Ludwig van Beethoven

ボンで少年時代
ルートヴィッヒ・ヴァン・ベートーヴェン(1770 - 1827)は、1770年12月17日、ケルン選帝侯国の首都ボンで生まれました。父ヨハンはボンの宮廷に使えるテノール歌手、また、一緒に住んでいた祖父も宮廷のバス歌手で、宮廷楽長でした。
 ベートーヴェンの少年時代の境遇は、必ずしも恵まれていたとは言えないようです。父、ヨハンは、アルコール中毒で年中酒に溺れていました。家には、宮廷楽長の父 ― ベートーヴェンにとっては祖父のルートヴィッヒ・ヴァン・ベートーヴェンがおり、ヨハンは頭を押さえつけられていたようです。性格的に歪んでおり、それは年を重ねるにつれひどくなったと言われます。
 ベートーヴェンは必ずしも学業に秀でた優秀な少年ではなかったようで、学校ではあまり勉強しなかったようですが、音楽の才能のは恵まれ、11歳で宮廷オルガニストの助手に、12歳で宮廷管弦楽団のチェンバロ奏者に、13歳で有給の宮廷オルガニストの代理になりました。
 作曲にも取り組んだようで、12歳の時の作品として、、「3つの選帝侯ソナタ」と呼ばれるピアノ・ソナタが残されています。この標題は、この3つのソナタが選帝侯マックス・フリードリヒに献呈されたことに由来します。 マックス・フリードリヒ選帝侯は、音楽の熱心な愛好者で、宮廷楽団を充実させました。
 正直申し上げ、そんなに出来のいい作品とは思われません。テーマは野暮ったく魅力に欠けますし、第1楽章の構成を見ても、まだソナタ形式が確立されていません。展開部も、後に、ベートーヴェンの音楽の中で大きな役割を果たすことになるのですが、この楽章ではあっと言う間に通り過ぎでしまいます。第2主題が再現された後は、初めの部分の忠実な繰り返しで、きっちりとしているが、退屈という印象は否めません。
 1784年、選帝侯マックス・フリードリヒが死去し、ウィーン生まれのマックス・フランツが後を継ぎます。彼はベートーヴェンを宮廷音楽家に任命しますが、家では父親がますますアルコール浸りになり、少年ベートーヴェンが家計の担い手として一家を支えることになりました。

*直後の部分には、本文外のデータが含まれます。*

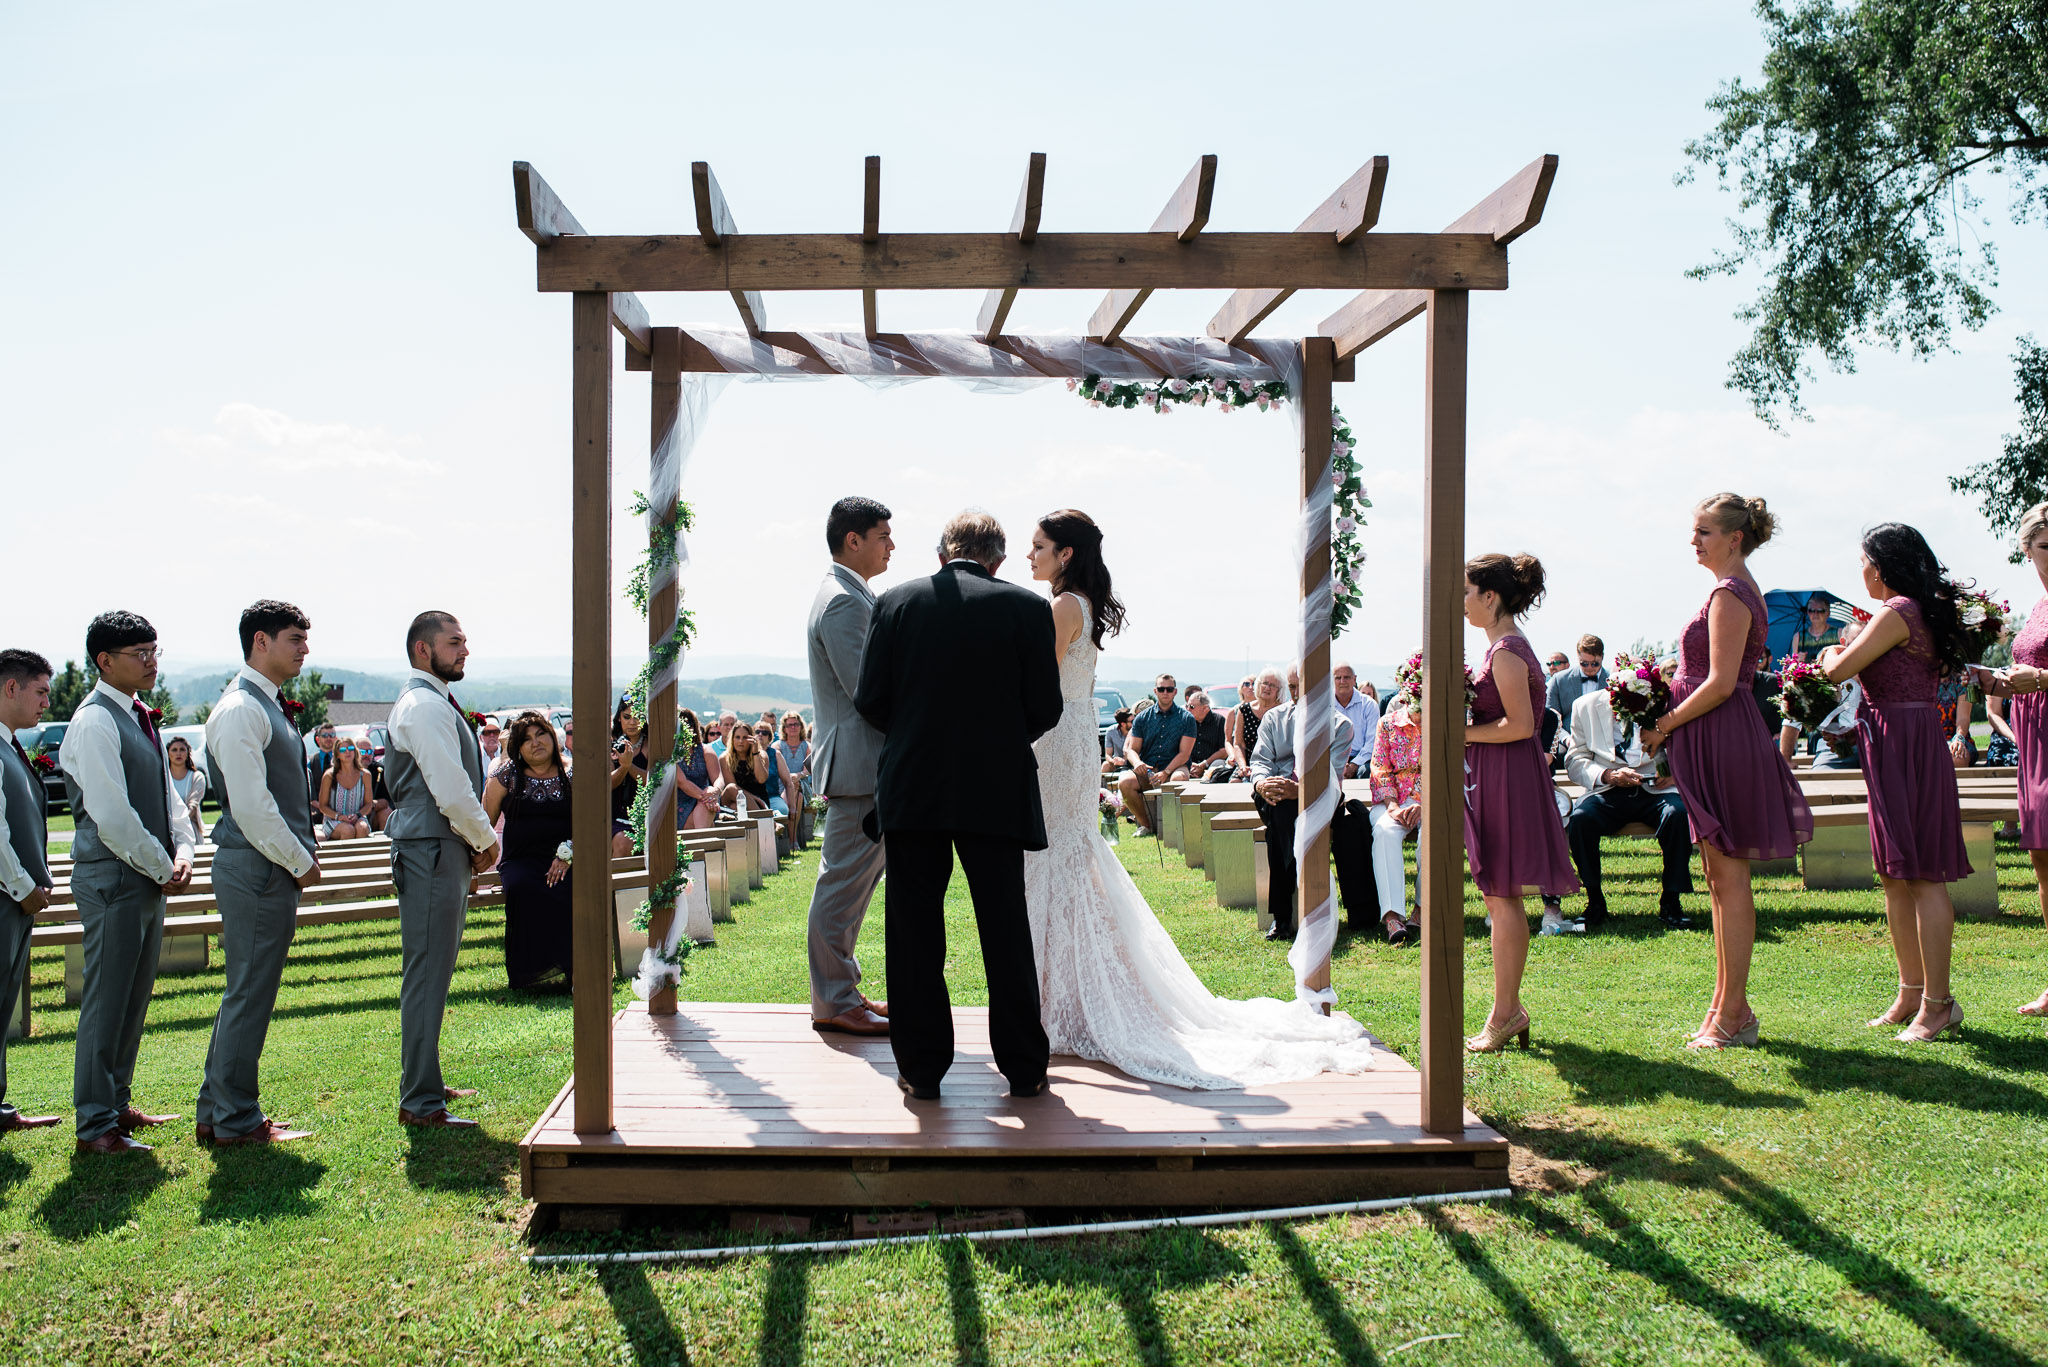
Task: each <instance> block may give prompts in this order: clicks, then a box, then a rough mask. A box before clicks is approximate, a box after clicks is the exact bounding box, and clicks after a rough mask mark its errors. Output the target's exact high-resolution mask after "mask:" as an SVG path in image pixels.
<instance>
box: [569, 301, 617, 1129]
mask: <svg viewBox="0 0 2048 1367" xmlns="http://www.w3.org/2000/svg"><path fill="white" fill-rule="evenodd" d="M571 309H573V324H571V328H573V369H571V385H569V391H571V408H573V418H571V451H573V455H571V484H573V492H571V506H569V527H571V541H569V553H571V557H573V572H571V580H569V607H571V623H573V625H571V631H569V644H571V652H573V660H571V666H569V713H571V717H573V719H575V721H580V723H582V726H580V730H582V732H584V746H586V754H588V756H608V754H610V746H608V742H610V734H612V705H610V697H612V324H610V316H612V301H610V295H606V293H600V291H575V301H573V305H571ZM569 797H571V803H573V810H571V822H569V834H571V840H573V842H575V861H573V865H571V869H569V879H571V904H573V924H571V933H569V945H571V953H573V957H575V969H573V982H571V986H573V992H575V1008H573V1019H575V1133H580V1135H596V1133H610V1129H612V789H610V767H608V764H606V762H604V760H596V762H590V764H578V767H575V777H573V779H571V791H569Z"/></svg>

 1787年、ベートーヴェンは、ウィーンに赴き、モーツァルトを訪ねたという話が伝えられていますが、、本当のところは記録がなく、よくわかっていません。
 1790年、ロンドンへ行く途中に、ハイドンがボンに立ち寄り、ベートーヴェンはカンタータの1曲をハイドンに見せたところ、ハイドンはいたく感動。選帝侯の願いを聞き入れて、ベートーヴェンを弟子にすることにしました。
モーツァルト、ハイドンとベートーヴェン
 モーツァルトが亡くなった翌年の1792年11月、22歳になろうとしていたベートーヴェンは、ウィーンに赴きました。旅立つに当たって、後援者であったワルトシュタイン伯爵は、「不断の努力により、モーツァルトの精神をハイドンの手から得られるように」と励ましました。
 こうしてベートーヴェンは、ウィーンでハイドンの門をくぐり、ハイドンから多くのものを汲み取りながら、ハイドンを乗り越えて、自らの音楽をがむしゃらに創っていきました。 1796年、ベートーヴェンは、ウィーンに来て初めて創った3曲のピアノ・ソナタ ― 作品番号がついているピアノ・ソナタの最初のもの ― を、ハイドンに献呈しています。

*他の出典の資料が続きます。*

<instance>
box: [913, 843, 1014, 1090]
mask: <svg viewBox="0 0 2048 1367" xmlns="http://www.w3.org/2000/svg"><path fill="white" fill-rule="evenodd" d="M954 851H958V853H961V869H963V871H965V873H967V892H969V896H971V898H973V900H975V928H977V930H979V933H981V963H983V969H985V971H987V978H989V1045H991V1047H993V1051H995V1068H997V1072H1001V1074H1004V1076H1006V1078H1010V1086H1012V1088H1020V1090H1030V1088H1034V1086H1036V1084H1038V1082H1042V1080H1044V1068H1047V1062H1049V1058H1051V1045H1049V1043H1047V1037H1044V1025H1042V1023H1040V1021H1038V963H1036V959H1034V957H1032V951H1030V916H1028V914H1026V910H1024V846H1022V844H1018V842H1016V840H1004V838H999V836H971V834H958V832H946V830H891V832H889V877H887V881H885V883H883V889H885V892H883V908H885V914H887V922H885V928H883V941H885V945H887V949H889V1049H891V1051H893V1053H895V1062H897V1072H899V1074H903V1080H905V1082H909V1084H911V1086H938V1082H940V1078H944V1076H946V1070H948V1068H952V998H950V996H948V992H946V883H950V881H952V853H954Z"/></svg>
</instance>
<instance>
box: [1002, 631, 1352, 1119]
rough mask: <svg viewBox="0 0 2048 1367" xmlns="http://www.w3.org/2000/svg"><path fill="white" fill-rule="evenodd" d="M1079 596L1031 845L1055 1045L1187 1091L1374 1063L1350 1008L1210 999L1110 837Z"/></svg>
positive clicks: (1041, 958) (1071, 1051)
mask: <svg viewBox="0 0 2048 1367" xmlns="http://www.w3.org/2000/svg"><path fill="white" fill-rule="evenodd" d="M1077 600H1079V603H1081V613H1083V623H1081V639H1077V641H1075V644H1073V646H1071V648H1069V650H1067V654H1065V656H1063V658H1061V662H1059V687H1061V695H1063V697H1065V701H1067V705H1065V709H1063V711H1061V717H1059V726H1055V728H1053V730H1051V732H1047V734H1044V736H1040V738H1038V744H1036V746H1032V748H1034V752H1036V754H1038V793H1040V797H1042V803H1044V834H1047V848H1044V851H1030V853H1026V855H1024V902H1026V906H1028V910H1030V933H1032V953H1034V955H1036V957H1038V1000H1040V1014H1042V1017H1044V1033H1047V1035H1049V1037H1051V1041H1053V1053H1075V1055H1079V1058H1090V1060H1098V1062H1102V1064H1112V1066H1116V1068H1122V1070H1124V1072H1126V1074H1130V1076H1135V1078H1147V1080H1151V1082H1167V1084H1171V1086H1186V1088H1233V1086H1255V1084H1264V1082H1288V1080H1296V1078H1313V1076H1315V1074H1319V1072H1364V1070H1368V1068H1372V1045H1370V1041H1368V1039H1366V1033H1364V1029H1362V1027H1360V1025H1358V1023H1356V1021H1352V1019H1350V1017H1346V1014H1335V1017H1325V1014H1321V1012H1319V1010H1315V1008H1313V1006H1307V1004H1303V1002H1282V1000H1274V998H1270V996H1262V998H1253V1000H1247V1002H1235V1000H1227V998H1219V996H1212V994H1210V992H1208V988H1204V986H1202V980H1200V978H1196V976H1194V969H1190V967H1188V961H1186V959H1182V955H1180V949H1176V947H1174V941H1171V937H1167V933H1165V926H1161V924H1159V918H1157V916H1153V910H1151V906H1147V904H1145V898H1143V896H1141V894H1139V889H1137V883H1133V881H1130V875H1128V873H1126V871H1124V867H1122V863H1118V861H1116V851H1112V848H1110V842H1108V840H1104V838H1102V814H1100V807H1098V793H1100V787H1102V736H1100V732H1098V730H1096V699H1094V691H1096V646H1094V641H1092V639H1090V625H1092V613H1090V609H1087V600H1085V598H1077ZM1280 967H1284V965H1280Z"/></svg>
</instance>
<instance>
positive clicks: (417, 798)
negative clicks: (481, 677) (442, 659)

 同時に、ベートーヴェンは、モーツァルトの作品をたんねんに研究しました。モーツァルトの影響が色濃く感じられる作品が、初期の傑作、《悲愴ソナタ》です。《悲愴ソナタ》のの冒頭部分は、モーツァルトの同じ調のハ短調 KV457のピアノ・ソナタの冒頭部分ととてもよく似ています。ベートーヴェンは、KV457第1楽章冒頭の突き上げるような上昇音型を、さらに拡大し、その緊張感を高め、深めたということができるでしょう。

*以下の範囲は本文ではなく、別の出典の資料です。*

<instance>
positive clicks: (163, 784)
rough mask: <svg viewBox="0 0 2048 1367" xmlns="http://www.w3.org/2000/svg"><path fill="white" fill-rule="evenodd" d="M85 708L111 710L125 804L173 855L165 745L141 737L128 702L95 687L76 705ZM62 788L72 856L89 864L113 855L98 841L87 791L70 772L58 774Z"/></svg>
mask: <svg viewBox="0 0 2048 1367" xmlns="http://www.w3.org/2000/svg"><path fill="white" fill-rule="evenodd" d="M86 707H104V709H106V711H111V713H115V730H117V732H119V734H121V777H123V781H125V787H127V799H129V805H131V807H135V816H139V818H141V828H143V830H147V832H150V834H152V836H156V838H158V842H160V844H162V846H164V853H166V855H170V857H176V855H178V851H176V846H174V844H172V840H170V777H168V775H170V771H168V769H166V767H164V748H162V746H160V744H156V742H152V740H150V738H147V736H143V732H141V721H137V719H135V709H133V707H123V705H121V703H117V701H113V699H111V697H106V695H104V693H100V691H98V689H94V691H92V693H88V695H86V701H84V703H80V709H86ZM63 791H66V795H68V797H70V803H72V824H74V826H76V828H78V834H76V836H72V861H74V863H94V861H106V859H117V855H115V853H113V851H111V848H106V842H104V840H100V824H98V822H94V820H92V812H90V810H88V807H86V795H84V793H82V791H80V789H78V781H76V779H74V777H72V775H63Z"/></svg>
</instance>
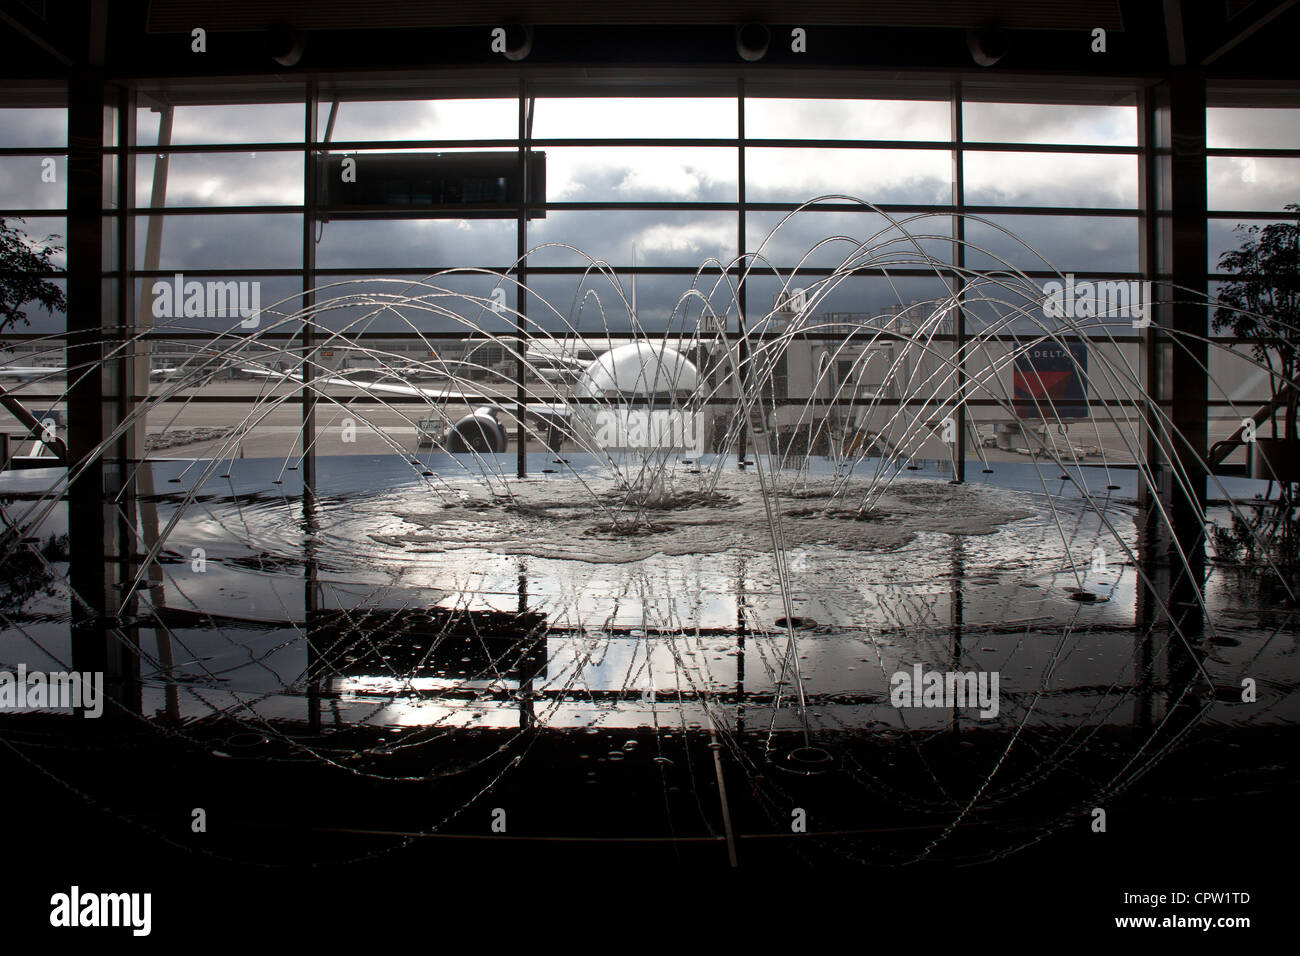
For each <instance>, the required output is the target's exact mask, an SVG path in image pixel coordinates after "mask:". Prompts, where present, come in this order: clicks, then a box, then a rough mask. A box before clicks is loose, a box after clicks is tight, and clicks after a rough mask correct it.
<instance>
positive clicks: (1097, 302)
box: [1043, 272, 1152, 329]
mask: <svg viewBox="0 0 1300 956" xmlns="http://www.w3.org/2000/svg"><path fill="white" fill-rule="evenodd" d="M1043 291H1044V294H1045V298H1044V299H1043V313H1044V315H1045V316H1048V317H1049V319H1131V320H1132V325H1134V328H1135V329H1144V328H1147V326H1148V325H1151V302H1152V298H1151V282H1148V281H1147V280H1097V281H1089V280H1083V281H1075V278H1074V273H1073V272H1069V273H1066V277H1065V282H1058V281H1056V280H1052V281H1049V282H1044V284H1043Z"/></svg>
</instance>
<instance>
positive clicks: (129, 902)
mask: <svg viewBox="0 0 1300 956" xmlns="http://www.w3.org/2000/svg"><path fill="white" fill-rule="evenodd" d="M152 916H153V894H142V892H134V894H112V892H108V894H95V892H82V890H81V887H79V886H73V887H72V888H70V890H69V891H68V892H65V894H55V895H53V896H51V897H49V925H51V926H56V927H59V929H68V927H78V926H126V927H130V930H131V935H135V936H147V935H149V931H151V930H152V929H153V918H152Z"/></svg>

 モーツァルトが最盛期に残した短調の作品は、ベートーヴェンの心をとらえたようです。ベートーヴェンは、ハ短調KV457のソナタと幻想曲KV475 の間に作曲された、ニ短調KV466 の協奏曲のカデンツァを書いており、それはこの協奏曲が演奏されるとき、今日最もよく使われるカデンツァとなっています。